More than nuclear weapons or Obamacare, I think the most hotly-debated political subject this Thanksgiving has been the moral and ethical considerations of Black Friday shopping. Personally I find Black Friday shopping a bit silly and I don’t get the attraction. Then again, I don’t get the attraction of a great number of things people seem to be willing to shell out money for, namely most of the things people are buying on Black Friday.
It’s funny that I seem to know not a single person who finds Black Friday shopping worthwhile or enjoyable. A quick perusal of my Facebook newsfeed indicates that every single person I know is morally outraged by the practice.

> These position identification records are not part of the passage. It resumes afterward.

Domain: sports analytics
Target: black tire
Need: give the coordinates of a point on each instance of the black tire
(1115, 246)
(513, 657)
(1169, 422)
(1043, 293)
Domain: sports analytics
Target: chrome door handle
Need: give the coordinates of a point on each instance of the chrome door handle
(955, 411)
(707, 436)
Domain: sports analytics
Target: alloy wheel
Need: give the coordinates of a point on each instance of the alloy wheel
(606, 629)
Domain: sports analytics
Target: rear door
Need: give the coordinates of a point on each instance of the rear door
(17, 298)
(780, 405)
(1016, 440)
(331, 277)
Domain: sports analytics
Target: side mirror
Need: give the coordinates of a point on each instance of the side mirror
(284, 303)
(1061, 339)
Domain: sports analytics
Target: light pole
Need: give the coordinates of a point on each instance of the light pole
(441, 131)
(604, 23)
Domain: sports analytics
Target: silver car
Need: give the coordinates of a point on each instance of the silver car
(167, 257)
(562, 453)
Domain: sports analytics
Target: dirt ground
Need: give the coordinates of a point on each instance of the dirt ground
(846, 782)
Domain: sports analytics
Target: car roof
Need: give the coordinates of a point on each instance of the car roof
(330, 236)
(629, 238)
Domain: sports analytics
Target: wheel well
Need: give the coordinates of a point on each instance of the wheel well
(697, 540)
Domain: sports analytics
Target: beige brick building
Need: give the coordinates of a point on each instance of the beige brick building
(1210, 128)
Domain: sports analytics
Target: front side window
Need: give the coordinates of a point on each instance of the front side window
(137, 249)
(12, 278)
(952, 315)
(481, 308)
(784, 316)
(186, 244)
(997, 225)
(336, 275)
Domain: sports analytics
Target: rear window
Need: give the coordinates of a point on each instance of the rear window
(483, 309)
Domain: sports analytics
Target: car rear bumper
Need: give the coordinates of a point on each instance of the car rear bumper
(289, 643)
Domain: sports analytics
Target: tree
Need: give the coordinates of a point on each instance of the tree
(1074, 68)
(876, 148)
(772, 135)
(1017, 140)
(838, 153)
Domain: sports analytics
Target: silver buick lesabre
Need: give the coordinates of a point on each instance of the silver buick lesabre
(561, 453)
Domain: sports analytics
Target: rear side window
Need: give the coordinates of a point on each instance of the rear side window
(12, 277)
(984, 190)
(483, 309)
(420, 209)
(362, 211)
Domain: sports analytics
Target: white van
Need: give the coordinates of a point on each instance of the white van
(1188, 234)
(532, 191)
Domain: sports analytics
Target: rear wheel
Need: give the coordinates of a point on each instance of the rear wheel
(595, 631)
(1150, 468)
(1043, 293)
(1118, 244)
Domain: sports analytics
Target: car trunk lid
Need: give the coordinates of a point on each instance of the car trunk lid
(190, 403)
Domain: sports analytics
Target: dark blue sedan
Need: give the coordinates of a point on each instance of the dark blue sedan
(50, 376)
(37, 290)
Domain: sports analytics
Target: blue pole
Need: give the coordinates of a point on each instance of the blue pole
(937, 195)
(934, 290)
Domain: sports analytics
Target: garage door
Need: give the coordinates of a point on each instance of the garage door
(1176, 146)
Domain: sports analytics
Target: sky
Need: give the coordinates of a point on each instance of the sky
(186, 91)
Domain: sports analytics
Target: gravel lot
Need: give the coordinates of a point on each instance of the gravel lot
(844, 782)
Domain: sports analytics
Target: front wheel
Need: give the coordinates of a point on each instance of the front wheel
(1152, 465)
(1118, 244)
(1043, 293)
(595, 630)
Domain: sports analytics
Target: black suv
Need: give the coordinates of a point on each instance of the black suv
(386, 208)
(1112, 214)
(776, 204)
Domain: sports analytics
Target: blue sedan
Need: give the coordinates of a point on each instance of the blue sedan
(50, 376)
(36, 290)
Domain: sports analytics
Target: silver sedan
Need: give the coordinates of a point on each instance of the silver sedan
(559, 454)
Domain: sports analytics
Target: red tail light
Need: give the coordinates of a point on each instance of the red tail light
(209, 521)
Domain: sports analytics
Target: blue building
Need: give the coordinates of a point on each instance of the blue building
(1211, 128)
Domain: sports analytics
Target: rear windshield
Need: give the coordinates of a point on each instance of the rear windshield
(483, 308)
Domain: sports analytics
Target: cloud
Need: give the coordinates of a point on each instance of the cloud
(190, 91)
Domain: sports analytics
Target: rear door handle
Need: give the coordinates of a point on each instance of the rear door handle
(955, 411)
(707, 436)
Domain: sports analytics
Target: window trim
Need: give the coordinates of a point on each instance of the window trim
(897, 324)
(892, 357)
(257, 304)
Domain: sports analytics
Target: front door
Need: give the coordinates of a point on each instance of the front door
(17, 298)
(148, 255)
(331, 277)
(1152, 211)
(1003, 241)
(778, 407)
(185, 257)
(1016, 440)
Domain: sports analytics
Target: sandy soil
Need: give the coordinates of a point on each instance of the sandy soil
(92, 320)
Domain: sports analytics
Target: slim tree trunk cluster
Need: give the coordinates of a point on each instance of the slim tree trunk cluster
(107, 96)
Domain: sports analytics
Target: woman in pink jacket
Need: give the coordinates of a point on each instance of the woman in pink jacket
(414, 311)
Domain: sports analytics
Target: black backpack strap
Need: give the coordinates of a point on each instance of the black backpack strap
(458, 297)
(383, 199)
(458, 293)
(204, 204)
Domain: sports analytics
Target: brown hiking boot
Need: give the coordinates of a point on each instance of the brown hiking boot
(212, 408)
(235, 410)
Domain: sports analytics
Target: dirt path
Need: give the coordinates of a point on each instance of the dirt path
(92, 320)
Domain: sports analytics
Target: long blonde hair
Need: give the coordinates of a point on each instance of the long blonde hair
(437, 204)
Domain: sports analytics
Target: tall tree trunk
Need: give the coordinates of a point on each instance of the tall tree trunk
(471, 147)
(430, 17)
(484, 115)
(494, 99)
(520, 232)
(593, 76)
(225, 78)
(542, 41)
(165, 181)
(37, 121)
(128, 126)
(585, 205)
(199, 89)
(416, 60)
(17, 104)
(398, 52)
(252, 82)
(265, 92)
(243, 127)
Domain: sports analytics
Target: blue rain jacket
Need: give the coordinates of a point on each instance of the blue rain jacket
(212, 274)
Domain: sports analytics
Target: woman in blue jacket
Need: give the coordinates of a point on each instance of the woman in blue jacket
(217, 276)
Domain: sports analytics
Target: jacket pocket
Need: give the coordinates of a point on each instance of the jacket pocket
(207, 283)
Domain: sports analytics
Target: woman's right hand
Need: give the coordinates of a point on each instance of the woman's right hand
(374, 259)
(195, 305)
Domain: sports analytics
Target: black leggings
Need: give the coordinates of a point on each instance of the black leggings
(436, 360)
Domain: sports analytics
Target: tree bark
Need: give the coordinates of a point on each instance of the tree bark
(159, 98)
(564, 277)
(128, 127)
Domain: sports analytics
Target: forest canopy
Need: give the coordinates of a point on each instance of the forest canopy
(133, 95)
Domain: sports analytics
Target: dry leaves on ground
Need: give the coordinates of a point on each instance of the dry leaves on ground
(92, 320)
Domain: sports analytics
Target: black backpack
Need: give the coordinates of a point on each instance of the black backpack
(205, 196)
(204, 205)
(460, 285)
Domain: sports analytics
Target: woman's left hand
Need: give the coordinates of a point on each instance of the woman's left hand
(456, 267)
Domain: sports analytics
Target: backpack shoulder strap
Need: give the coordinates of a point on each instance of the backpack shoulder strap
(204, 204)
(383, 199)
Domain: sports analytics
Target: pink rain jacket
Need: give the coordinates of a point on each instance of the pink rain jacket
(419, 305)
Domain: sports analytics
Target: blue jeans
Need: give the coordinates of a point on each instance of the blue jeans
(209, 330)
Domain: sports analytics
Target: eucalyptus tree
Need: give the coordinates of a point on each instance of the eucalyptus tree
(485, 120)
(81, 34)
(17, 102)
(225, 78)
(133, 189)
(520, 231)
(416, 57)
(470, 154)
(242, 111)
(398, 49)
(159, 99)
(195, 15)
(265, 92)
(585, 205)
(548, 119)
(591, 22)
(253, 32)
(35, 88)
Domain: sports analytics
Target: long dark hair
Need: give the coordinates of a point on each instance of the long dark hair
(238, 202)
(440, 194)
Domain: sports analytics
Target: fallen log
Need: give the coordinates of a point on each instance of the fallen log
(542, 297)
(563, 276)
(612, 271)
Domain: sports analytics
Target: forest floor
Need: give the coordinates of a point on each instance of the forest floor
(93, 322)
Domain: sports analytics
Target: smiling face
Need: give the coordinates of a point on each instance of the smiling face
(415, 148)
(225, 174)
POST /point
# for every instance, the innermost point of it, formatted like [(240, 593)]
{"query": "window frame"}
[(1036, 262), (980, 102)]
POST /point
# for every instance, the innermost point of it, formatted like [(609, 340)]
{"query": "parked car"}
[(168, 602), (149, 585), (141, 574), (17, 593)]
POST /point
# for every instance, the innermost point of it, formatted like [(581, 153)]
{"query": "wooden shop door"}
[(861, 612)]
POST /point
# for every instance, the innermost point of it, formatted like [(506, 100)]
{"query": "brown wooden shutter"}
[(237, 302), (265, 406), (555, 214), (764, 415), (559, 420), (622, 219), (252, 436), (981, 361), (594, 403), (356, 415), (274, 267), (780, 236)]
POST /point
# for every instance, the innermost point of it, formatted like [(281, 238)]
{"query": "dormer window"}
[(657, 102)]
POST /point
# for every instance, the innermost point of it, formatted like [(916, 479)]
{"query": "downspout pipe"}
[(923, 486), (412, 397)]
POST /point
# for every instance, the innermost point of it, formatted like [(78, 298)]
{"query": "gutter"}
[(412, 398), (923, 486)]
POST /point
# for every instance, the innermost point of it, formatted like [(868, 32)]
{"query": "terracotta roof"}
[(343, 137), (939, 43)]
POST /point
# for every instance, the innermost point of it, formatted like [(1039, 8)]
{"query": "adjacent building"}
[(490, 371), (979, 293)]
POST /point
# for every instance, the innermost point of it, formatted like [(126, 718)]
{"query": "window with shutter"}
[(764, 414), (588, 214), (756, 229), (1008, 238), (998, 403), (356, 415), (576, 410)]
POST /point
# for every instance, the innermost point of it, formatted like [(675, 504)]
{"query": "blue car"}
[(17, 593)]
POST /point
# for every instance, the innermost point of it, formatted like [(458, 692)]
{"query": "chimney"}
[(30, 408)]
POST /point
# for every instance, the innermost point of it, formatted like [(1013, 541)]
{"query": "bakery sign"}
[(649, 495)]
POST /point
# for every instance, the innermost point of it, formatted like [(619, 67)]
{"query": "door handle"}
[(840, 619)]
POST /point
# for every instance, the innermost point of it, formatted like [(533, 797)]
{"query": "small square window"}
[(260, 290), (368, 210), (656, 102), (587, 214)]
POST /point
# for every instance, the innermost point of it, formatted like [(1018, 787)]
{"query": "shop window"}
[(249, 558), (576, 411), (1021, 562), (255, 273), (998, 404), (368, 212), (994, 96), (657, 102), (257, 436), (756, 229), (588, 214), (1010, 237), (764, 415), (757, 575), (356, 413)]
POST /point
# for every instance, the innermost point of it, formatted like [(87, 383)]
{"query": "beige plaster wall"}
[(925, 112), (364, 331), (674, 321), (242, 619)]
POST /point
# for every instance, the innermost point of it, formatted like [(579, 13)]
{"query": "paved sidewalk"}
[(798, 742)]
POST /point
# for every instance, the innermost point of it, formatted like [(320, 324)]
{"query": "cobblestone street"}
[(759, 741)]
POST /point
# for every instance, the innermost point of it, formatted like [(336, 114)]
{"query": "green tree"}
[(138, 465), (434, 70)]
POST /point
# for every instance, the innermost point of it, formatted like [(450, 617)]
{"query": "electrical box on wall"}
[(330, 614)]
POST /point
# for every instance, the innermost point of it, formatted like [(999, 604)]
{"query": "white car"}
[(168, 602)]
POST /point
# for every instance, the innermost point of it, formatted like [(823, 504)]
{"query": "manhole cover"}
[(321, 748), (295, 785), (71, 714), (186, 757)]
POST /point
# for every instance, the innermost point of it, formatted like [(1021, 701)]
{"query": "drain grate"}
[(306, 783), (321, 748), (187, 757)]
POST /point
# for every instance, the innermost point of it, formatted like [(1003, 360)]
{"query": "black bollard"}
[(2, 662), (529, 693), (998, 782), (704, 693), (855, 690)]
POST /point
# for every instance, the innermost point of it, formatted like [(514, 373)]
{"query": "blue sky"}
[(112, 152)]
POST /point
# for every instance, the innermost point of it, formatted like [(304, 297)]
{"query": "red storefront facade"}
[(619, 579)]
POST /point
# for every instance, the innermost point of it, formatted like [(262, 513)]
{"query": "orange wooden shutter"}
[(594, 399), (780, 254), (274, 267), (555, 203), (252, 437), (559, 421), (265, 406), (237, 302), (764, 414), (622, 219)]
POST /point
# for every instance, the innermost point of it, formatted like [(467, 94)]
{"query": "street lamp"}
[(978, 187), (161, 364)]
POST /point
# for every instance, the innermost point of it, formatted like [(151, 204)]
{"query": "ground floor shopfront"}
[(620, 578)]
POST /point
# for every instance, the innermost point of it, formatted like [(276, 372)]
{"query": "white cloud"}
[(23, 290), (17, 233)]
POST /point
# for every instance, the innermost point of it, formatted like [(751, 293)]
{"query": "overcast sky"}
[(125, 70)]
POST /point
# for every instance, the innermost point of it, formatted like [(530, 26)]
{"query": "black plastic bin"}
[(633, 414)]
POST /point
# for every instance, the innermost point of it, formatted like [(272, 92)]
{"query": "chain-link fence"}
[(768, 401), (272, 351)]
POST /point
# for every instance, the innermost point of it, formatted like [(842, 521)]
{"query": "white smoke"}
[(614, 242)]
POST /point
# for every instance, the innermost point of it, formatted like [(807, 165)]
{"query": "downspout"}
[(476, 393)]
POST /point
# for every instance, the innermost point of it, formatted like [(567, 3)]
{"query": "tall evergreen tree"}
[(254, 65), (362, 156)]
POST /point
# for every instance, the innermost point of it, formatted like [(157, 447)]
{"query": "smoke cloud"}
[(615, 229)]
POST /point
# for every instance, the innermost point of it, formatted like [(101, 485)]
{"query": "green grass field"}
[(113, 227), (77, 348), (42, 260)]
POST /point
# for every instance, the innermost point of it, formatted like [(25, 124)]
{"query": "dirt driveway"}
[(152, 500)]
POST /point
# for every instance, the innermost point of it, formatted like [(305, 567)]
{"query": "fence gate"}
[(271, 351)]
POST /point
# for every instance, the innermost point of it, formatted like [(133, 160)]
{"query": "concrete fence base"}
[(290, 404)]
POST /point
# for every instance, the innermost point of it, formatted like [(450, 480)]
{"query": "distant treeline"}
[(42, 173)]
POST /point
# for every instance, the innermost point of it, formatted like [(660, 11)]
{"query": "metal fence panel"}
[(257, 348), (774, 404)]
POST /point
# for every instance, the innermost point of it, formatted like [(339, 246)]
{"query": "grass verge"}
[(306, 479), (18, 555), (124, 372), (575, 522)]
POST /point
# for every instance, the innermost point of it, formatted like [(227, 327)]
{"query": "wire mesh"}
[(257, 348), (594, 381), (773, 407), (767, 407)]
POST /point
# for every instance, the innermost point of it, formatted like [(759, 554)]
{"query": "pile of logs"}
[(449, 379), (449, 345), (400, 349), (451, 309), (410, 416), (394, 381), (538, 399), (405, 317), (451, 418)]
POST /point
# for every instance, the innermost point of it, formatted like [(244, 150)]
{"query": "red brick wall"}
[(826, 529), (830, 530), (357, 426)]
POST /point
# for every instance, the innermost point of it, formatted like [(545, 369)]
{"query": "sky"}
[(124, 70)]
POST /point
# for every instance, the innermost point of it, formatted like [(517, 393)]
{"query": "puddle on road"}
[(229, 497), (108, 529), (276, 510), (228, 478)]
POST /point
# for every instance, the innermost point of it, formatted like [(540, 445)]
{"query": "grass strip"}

Yet I also know that literally millions of people will do it.
Hmm. Maybe I really can’t trust everything I read on the Internet.
What people do in their spare time is, I suppose, their business. And if they want to lie about it on Facebook all the better. Most disturbing to me these days, though, is the moral outrage from those who kvetch about restaurants and retailers that “make” their employees work on Thanksgiving or Black Friday or any time that might be inconvenient to anyone who’s ever worked for a living. This is how it works in their minds: there exists an evil, greedy CEO in some far-distant land barking out orders to his minions from a jacuzzi tub (or however he spends Thanksgiving), bleeding his workers dry for pennies a day while he simply sits there and watches the millions roll in. There is no other explanation for what’s occurring.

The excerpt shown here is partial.